REVIEW: Ann Arbor Film Festival, The Room Presumed

I attended one of the free performances put on by the 2021 Ann Arbor Film Festival, The Room Presumed by Scott Kiernan. Just from the description on the Ann Arbor Film Festival website, I wasn’t quite sure what I was watching exactly, but I was intrigued by the idea of watching something created with machine learning. 

In this piece, trippy visuals set on the backdrop of a black screen are accompanied by text that appears sentence by sentence. When the performance began, I was unsure of when the “real” performance would start and assumed I was seeing human-written words appear on my screen. My confusion deepened when at random points, the script would suddenly make no sense, or repeat phrases, and then return to a seemingly “normal” cadence.

If you’ve ever played around with artificial intelligence (AI) poem generators or AI meme generators (This Meme Does Not Exist), you might recognize these glitches as trademark giveaways of tech-created text. Or perhaps it’s just an innate disposition to be able to tell when something just doesn’t sound human. Once it fully clicked that this was probably a machine-written script, I couldn’t tell if I was more disturbed or less disturbed by it.

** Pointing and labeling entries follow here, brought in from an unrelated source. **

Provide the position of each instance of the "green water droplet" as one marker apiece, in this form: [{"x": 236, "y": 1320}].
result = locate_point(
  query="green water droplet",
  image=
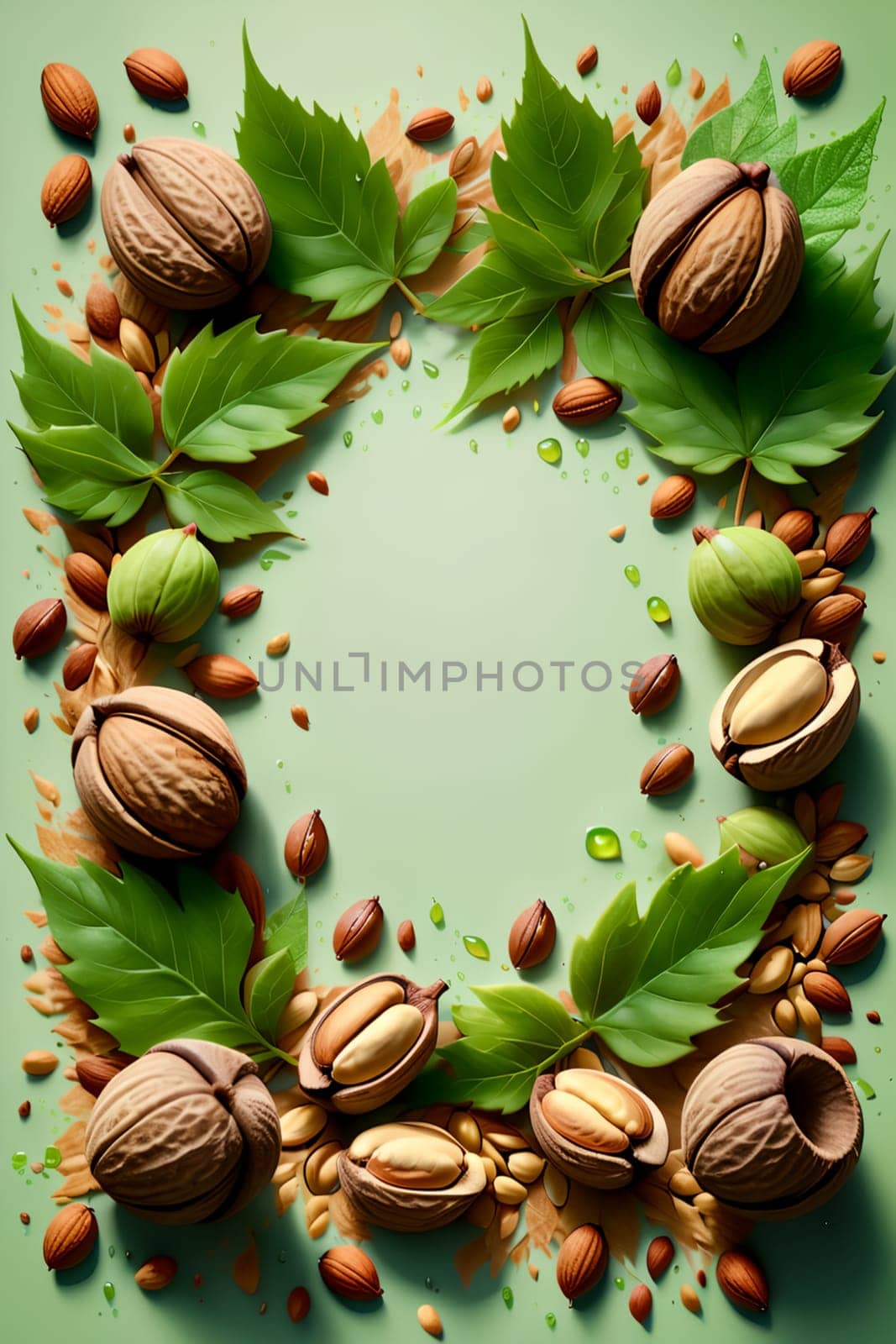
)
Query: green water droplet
[
  {"x": 602, "y": 843},
  {"x": 477, "y": 948}
]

I crashed the day’s afterparty for the Ann Arbor Film Festival on, which I had never been on–a site where participants are avatars, and your proximity to other avatars determines how much you can see or hear them. I accidentally found myself in an AAFF director chat before I found Scott Kiernan’s group and joined the conversation about what that piece really was about. 

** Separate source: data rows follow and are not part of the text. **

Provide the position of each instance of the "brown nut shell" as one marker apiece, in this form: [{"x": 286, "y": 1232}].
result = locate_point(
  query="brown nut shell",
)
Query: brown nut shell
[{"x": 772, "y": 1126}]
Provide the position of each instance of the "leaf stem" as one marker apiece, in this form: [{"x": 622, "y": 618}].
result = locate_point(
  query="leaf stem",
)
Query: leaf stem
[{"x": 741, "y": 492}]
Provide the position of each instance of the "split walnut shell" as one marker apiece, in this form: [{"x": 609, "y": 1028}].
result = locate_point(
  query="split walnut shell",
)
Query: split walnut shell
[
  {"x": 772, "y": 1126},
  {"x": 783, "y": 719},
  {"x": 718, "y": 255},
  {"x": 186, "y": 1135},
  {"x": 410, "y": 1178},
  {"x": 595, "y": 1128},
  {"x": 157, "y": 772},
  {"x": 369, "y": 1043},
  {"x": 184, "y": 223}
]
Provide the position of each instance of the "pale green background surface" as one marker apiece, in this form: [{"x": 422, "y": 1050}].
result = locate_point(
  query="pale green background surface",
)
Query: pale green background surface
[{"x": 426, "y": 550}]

The script we experience in The Room Presumed is created by a machine learning algorithm partially trained on an early 1980’s thought experiment at Atari. During this experiment, Kiernan explained, computer scientists at Atari imagined the possibilities of virtual reality, but without the tools to do it, resorted to improvisational acting.  

The end result of this machine learning script, as Kiernan explained, is to make fun of what we call immersion and reveal how non-immersive VR can be. As homage to this original thought experiment, at the end of the performance there flashes a picture of the Atari building today, an unmarked, bland corporate building. 

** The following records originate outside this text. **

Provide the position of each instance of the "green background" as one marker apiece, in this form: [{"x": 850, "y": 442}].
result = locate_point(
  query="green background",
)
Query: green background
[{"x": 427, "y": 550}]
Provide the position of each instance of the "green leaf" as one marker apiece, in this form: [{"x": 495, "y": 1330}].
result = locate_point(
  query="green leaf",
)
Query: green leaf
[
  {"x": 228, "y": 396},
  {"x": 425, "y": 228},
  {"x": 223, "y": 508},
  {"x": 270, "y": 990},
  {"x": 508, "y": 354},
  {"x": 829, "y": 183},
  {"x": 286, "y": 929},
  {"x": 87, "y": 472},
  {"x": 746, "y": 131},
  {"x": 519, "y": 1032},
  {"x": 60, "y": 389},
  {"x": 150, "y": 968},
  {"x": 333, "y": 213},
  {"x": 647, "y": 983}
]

This piece caused me to truly think about my relationship to reality and to technology, and reminded me of an article I read about AI-”created” art. While an AI can turn out surprisingly humanlike (and disturbingly un-humanlike) pieces, what it creates is always going to be based off of the human-created content it is fed, yet that doesn’t in turn make an AI piece human-created. In a similar way, VR will always be a tech-warped version of our true reality, and therefore, as Kiernan pushes us to see, it cannot be truly immersive.